At Morehead City N.C. the ICW parallels the Atlantic coastline. This is a simply gorgeous stretch of waterway. To the right magnificent homes crowd the mainland shoreline. To the left are the barrier islands—lovely rugged sandbars, some over a mile wide, covered with scrub vegetation and colourful marsh grasses. On one stretch, a small herd of black goats was grazing near the waters edge. And all along the channel dolphins cavorted sporadically right off the starboard side of the boat. On the eastern side of the barrier islands, right at the edge of the Atlantic Ocean, we could see silhouetted against the horizon, an endless line of new monster mansions built shoulder to shoulder along the sand. Why anyone would build here is beyond me. With no trees or shade to shelter them from the baking rays of the sun and with winds and waves endlessly shifting the sands, they are under constant threat of being swept away. It is simply astonishing to see the thousands and thousands of expensive upscale houses that have been built along both the island and mainland shoreline of North Carolina. And when you realize that most of them are actually 2nd homes—built for summertime use only, you have to wonder where the money and people come from who can afford them.
Despite the beauty of this stretch of water, I found cruising through it to be extremely difficult. Controlling depths are 12’ but markers are few and far between. It’s very easy to get off course and find yourself out of the channel and in big trouble. It was therefore necessary for me to keep my eyes glued constantly to the numbers on the depth sounder and alter course whenever they started to go down. For 5 nerve-wracking hours, I stared at a digital screen with numbers flashing before my eyes and my heart in my throat as Vince spotted for markers, enjoying the glorious scenery and the antics of the dolphins. Just when I though my ordeal was over and that we had finally made it to our Swansboro anchorage without “incident” I relaxed my vigilance and—Bang!—drove the boat right into the mud! Within minutes a “SeaTow” appeared out of nowhere and pulled us off. Slowly and sheepishly I piloted the boat into the harbour. Vince set the anchor and then went below to check on the engine and, to his dismay, discovered that the bolt “repair” had failed once again!

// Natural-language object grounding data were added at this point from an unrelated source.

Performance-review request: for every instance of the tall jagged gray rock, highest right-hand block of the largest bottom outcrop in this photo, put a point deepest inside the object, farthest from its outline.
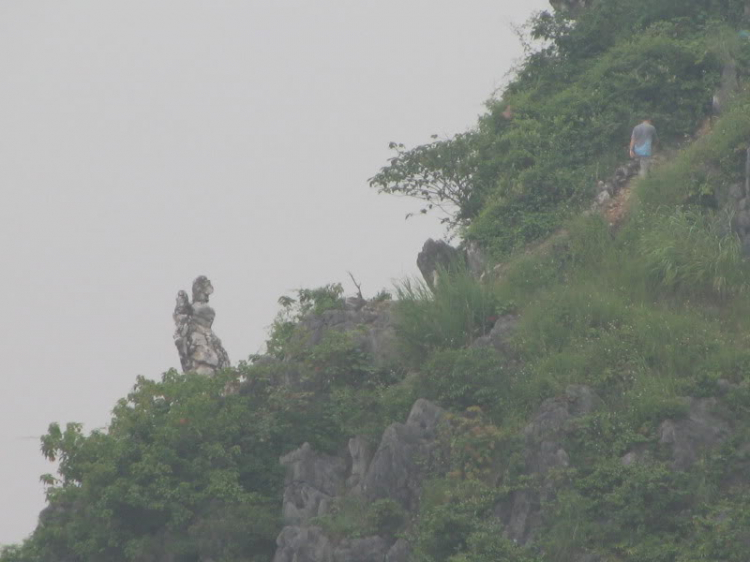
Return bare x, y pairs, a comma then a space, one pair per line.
405, 452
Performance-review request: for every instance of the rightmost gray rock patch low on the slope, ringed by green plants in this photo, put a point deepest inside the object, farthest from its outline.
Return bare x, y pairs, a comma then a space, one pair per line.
696, 433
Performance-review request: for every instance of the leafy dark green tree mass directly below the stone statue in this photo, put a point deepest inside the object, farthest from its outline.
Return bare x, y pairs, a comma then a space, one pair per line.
184, 470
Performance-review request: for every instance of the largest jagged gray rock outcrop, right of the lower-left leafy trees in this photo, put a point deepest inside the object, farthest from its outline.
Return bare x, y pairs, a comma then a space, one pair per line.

At first light, with alternator in hand, we dinghied off to “Dudley’s Boatyard” to get advice. Assuring us they would “set things right” a few adjustments were made, parts purchased and we returned once more to the boat where Vince spent the rest of the morning putting the alternator back into place. I meanwhile used this opportunity to explore the delightful old village purchasing supplies at the local “Higgily Piggily” and enjoying a hot coffee with biscotti in a charming little deli. Since it was too late to push on to the next destination before dark, we decided to spend the rest of the day in Swansboro and, after a leisurely lunch, set off in the dinghy to explore one of the pretty barrier islands just off the entrance to the harbour. We pulled our craft up on to what we thought was a pebble beach but once ashore were astounded to discover that the entire shore was thick with not stones but shells! There were mounds of them everywhere—a veritable “shelly paradise”. After carefully selecting the best of them, we loaded up the dinghy and took them back to the boat.
The next day I insisted that Vince drive and that I spot the markers. This worked out very well all around. My nerves had a chance to recover and when Vince drove us into the dirt, I was secretly happy. It somehow cancelled out the bad feelings that I had experienced when I had done the same thing the day before. This time we were able to get ourselves off the shoal but my “secret smirk” was not about to go “unpunished”. No sooner were we up and running with me at the wheel once again than one of the “Big Boys” careened past the boat, throwing up a tremendous wake that splashed water over me from head to toe! My glasses were covered with salt crystals, and mitts and pants soaked through! Thank god I was wearing a rubberized jacket. Once again Vince took the wheel while I scrambled down below, to find dry clothing. In my haste to get warm and dry I neglected to see that my glasses had been knocked to the floor when the muscle boat had sped past. And as the boat was tossed about in the waves I lost my balance and with a sickening crunching sound stomped on them, breaking the arm completely off. What a day! Thankfully we arrived at the marina a few hours later and after hot showers and lunch at “Mollies on the Beach” all was right with the world once again.
The next day, with temperatures still hovering just above freezing, I suggested that we attach the cockpit enclosure that was designed to repel wind, water and weather before setting off on the next leg of the trip. Duh!! Why hadn’t we thought of that earlier in the week when the cold front moved in?! This worked beautifully. Not only did it keep out the cold, but the enclosure actually acted as a sun trap and we had a comfortable cruise all the way to Wrightsville Beach. Happy at last! Until that is, we checked on the engine. Once again the repairs had failed. But this time, instead of a bolt shearing off, the arm of the alternator itself was broken! Enough is enough! This time we called in the “big guns” at “big bucks”. After contacting a reputable marine repair facility and insisting they send a professional out to our boat (at a whopping $90/hr) to do a thorough diagnosis and repair we spent $400. for piece of mind and the job finally done right—or so we hope!